That's not how it works. You're making the extraordinary claim that a widely trusted and strictly moderated encyclopedia with tons and tons of citations to back up the truthfulness of its contents is not mostly true. You get to prove that assertion, since your claim is the extraordinary one.
Epstein files. State actors, company security departments, activists, etc influence and seemingly control the more meaningful/controversial Wikipedia sections.
I think it’s just an inherent flaw in ANY centralized and universal repository of knowledge.
I haven’t actually ever been on grokipedia but I’m sure Elon influences it, I mean if I paid for something I’d expect it to be to my liking too.
Not sure if this is an example of something Musk hates, but here’s a paragraph from the “2016 presidential campaign” section of the Donald Trump article on Wikipedia.
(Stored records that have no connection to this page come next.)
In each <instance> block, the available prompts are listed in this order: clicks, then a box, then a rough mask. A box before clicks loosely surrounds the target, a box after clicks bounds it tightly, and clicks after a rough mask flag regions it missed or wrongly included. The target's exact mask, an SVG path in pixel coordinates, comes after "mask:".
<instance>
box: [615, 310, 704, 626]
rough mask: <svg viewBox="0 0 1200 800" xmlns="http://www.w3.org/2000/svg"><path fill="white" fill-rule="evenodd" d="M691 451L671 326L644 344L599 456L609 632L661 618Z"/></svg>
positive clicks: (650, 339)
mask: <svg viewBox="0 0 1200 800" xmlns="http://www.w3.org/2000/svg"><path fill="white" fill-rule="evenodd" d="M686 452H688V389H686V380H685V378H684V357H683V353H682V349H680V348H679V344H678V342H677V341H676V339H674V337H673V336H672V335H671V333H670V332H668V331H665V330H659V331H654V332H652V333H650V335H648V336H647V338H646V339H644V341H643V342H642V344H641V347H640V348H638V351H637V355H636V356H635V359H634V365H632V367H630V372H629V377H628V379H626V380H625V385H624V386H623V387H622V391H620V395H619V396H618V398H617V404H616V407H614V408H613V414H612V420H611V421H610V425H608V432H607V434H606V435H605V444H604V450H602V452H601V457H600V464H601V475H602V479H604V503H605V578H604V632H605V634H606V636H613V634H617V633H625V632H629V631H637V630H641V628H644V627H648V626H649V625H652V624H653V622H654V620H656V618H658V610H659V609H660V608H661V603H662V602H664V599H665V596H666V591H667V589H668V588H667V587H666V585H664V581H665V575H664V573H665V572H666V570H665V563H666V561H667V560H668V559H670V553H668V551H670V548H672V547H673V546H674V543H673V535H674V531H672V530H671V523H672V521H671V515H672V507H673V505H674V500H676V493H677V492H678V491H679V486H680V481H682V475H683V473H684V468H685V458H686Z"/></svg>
> Trump's FEC-required reports listed assets above $1.4 billion and outstanding debts of at least $265 million.[140][141] He did not release his tax returns, contrary to the practice of every major candidate since 1976 and to promises he made in 2014 and 2015 to release them if he ran for office.[142][143]
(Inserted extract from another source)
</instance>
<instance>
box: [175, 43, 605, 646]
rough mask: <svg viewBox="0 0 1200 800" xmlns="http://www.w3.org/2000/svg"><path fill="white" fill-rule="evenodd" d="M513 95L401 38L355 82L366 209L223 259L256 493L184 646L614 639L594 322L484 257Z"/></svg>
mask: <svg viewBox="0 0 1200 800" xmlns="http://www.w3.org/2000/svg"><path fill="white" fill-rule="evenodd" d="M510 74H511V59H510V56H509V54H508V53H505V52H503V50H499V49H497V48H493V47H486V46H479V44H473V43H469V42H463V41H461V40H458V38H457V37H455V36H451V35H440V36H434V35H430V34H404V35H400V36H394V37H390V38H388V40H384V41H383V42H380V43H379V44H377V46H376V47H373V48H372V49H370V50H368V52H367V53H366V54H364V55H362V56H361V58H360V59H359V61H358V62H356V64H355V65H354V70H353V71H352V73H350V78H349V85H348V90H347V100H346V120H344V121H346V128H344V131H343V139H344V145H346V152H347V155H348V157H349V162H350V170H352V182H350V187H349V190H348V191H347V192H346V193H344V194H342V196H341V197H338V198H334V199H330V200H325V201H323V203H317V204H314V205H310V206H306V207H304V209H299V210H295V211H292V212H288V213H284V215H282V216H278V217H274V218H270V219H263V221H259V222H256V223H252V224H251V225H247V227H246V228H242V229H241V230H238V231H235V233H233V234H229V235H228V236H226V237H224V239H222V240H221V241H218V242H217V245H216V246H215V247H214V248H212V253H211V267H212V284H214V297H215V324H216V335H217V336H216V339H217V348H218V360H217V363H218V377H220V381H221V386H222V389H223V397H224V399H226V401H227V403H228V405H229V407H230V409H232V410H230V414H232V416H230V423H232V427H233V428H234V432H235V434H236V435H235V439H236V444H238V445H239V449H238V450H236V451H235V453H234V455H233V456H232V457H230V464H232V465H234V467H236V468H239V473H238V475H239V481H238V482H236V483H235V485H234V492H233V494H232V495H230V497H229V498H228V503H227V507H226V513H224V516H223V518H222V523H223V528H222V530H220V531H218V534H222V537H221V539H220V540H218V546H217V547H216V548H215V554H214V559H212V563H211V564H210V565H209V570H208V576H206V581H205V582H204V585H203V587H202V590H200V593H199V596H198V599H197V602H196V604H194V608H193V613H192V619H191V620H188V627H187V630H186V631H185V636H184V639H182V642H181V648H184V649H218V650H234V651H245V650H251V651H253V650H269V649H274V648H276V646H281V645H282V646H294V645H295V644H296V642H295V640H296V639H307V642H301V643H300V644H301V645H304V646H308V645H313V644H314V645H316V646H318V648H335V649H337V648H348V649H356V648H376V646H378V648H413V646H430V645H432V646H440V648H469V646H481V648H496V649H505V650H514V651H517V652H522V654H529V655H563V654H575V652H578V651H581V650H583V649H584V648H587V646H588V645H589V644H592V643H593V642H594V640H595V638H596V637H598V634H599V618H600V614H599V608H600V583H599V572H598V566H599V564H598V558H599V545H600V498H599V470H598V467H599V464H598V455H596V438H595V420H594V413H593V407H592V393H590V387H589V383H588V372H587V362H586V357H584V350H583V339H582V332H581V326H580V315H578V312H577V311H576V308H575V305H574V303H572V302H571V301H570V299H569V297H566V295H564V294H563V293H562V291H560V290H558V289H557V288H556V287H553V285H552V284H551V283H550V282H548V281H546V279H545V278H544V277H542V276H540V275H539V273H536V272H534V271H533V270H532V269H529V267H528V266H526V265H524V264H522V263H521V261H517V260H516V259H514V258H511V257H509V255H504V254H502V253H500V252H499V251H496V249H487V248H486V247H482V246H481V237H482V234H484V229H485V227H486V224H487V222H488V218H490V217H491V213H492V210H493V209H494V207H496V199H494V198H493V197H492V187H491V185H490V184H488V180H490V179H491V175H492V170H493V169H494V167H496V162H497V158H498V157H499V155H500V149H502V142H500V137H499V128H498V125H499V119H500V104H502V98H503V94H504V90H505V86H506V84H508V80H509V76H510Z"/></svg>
I could not find any mention of tax returns on the Donald Trump page of Grokipedia.
No, when did I say that? That’s impossible for anything of the size of Wikipedia.
I was suggesting that Elon Musk, a man who has donated hundreds of millions to Trump and other Republican causes, who has numerous financial conflicts of interest, and who has publicly lied numerous times, is never going to produce a more unbiased and factual encyclopedia than Wikipedia.
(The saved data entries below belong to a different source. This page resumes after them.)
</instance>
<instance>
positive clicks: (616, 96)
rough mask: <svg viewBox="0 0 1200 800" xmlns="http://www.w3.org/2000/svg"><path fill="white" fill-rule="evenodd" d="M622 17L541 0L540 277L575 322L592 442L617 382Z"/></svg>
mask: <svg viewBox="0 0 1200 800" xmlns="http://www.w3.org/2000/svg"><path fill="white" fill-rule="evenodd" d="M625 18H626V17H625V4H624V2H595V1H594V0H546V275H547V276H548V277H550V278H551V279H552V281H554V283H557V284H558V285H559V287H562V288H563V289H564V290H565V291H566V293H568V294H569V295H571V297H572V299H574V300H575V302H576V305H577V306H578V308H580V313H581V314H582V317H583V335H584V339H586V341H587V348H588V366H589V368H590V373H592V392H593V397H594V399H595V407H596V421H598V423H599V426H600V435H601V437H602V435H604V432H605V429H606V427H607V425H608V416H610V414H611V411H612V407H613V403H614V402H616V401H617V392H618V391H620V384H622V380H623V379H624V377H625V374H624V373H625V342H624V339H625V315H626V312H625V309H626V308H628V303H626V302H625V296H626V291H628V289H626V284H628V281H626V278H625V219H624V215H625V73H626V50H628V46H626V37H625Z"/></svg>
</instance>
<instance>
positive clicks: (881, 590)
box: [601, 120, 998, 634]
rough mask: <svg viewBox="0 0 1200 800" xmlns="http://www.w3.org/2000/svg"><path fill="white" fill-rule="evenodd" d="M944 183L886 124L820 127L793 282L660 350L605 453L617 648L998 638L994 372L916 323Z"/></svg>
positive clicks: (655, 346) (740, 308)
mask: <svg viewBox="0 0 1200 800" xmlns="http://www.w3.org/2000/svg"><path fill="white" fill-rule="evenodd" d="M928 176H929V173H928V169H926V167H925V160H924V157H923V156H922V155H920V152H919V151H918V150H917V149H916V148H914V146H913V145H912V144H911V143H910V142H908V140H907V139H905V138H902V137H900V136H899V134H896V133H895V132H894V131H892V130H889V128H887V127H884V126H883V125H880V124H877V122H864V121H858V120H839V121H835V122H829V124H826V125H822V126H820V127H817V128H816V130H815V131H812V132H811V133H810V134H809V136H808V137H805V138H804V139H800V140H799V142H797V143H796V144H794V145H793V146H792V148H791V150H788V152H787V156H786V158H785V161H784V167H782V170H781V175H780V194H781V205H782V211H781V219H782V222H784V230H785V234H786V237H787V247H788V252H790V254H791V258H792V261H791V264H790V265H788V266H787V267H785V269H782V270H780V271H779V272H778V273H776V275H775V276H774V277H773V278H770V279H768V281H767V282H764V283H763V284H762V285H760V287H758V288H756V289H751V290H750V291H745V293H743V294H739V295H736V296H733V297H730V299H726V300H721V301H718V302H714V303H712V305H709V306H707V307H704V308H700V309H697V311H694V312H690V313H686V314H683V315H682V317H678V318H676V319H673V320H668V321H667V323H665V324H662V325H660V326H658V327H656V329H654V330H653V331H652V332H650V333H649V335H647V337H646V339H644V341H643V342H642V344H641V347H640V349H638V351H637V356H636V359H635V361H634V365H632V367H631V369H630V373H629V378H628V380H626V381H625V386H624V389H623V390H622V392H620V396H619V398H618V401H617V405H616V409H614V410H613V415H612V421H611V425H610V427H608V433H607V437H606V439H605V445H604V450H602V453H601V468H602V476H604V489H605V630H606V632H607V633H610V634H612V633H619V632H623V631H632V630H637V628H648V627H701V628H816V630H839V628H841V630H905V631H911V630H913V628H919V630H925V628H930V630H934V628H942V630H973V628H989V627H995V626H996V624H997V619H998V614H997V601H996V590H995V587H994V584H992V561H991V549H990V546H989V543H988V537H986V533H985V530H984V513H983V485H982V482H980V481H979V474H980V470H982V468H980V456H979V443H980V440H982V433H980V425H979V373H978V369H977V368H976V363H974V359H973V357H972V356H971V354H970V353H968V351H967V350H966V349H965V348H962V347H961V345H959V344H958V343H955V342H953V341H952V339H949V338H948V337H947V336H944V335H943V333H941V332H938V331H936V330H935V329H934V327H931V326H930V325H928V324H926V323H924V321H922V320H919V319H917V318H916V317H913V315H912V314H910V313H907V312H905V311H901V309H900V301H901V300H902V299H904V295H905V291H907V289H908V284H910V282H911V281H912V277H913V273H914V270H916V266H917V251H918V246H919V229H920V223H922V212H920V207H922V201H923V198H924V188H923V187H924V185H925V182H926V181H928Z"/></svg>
Especially when his effort to do so is essentially AI slop from a third rate LLM on top of his own biases.
Right, and Wikipedia leadership is free of any conflicts of interest:
During and after her Wikimedia role, Maher drew fire for statements perceived as rejecting objective truth or Wikipedia’s traditional “free and open” model:
• In a 2021 TED Talk, she described reverence for truth as potentially a “distraction” hindering common ground.
• She called Wikipedia’s free-and-open ethos a “white male Westernized construct” that excluded diverse communities.